Sure, there may be 20 million licenses out there, but if Microsoft doesn’t get its act together soon with its mobile software, it’s going to be run out of the market by not only smart phones like the iPhone and BlackBerry, but more directly by Google’s Android platform. Anyone who has used a Windows Mobile device compared to these three others knows exactly what I’m talking about.
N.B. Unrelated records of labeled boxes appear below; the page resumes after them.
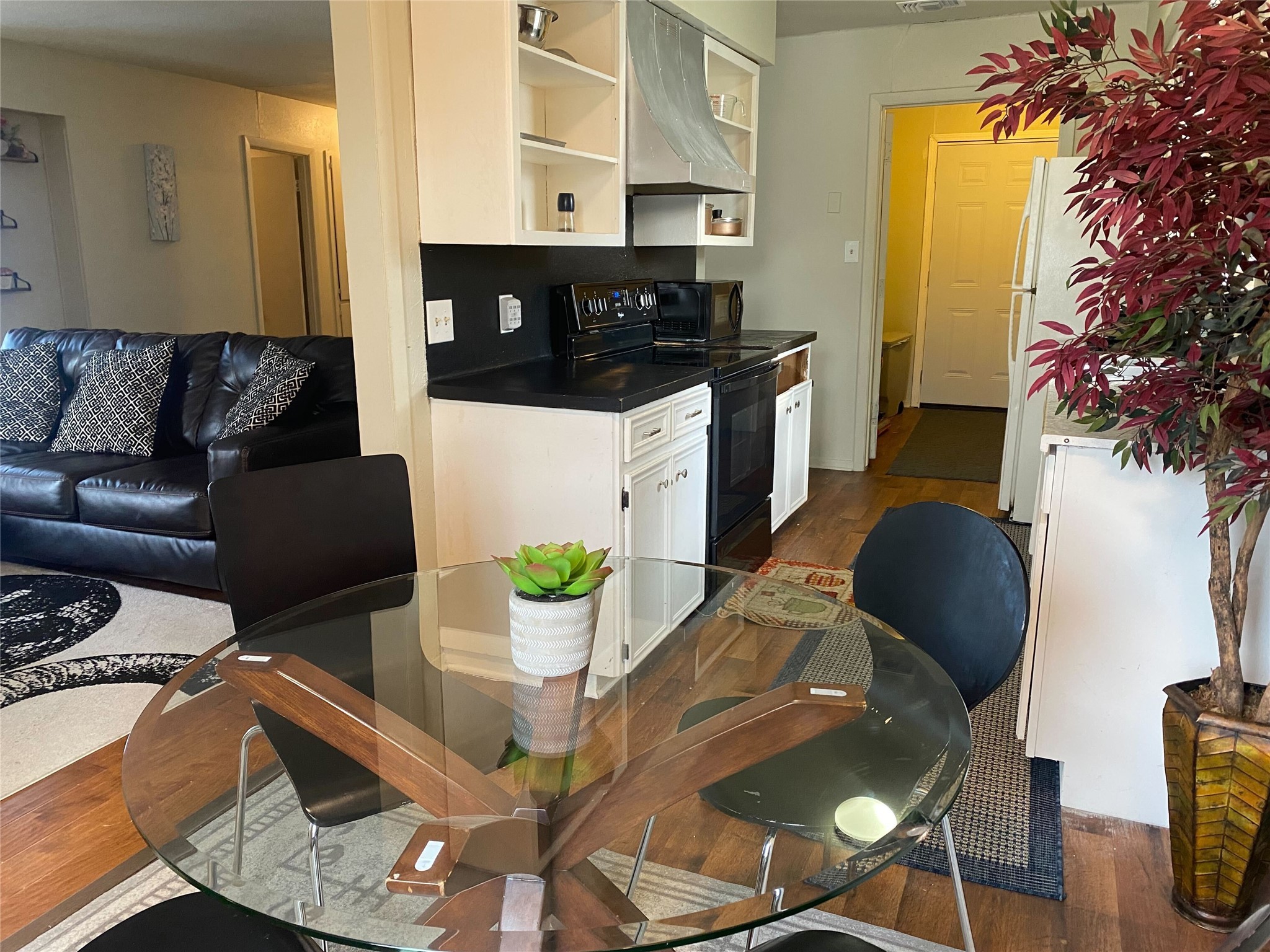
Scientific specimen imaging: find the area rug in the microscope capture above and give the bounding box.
[887,407,1006,482]
[23,777,948,952]
[736,543,1064,899]
[0,562,234,797]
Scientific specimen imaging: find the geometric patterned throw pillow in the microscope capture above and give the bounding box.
[50,338,177,456]
[217,340,314,439]
[0,344,62,443]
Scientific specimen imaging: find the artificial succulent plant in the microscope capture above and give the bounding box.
[493,539,613,596]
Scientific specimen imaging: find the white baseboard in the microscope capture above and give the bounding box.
[812,456,865,472]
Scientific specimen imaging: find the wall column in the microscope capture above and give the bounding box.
[330,0,437,569]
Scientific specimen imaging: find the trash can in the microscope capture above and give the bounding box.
[877,330,913,420]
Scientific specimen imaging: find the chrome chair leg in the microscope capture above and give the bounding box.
[626,814,657,943]
[626,814,657,899]
[745,826,778,952]
[943,814,974,952]
[234,723,264,876]
[309,821,321,906]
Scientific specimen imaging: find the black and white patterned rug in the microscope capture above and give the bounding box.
[0,562,234,797]
[828,522,1065,899]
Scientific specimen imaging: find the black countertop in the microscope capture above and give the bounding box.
[428,330,815,414]
[428,356,714,414]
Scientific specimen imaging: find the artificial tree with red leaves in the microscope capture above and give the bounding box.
[972,0,1270,722]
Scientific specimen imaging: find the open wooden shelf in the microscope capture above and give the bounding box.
[518,43,617,89]
[521,138,617,165]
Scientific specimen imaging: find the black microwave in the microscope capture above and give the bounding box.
[657,281,744,340]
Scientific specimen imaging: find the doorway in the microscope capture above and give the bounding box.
[244,142,320,338]
[871,103,1058,481]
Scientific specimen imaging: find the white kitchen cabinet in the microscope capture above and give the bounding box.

Certainly, most developers do. I’ve talked to a ton of them over the past year, and I’ve yet to meet one who really takes Windows Mobile seriously as a platform for the future. Granted, most of them are already geared toward the iPhone, Android or BlackBerry, but at some point, there are going to have to be some developers that want to work on Windows Mobile, or it will die.
Definitely also worth noting is that Microsoft doesn’t make that much money off of Windows Mobile. Even at high-end estimates, those 20 million licenses probably only pull in some $300 million in revenue, Silicon Alley Insider estimates. That is pocket change for Microsoft. And Apple is already pulling nearly $5 billion in revenue from the iPhone — a quarter!
With the next version of Windows Mobile, version 7, delayed, possibly until 2010, Microsoft needs a new mobile strategy — fast. That new strategy could be and probably should be a piece of hardware with a new core mobile operating system.
Perhaps it’s reading too much into it, but Microsoft recently reassigned the head of its MacBU division (the team that builds software for Apple products), Craig Eisler, to a position in the Entertainment & Devices division — the one that makes the Zune. Eisler previously severed as the general manager of AOL Wireless, something that could help a new team of Microsoft engineers working on something like, you know, a phone.
It’s not rocket science, it’s business. Microsoft will build its own mobile device. It may not be next month, but it will happen. God forbid there be a market that Microsoft doesn’t try to compete in.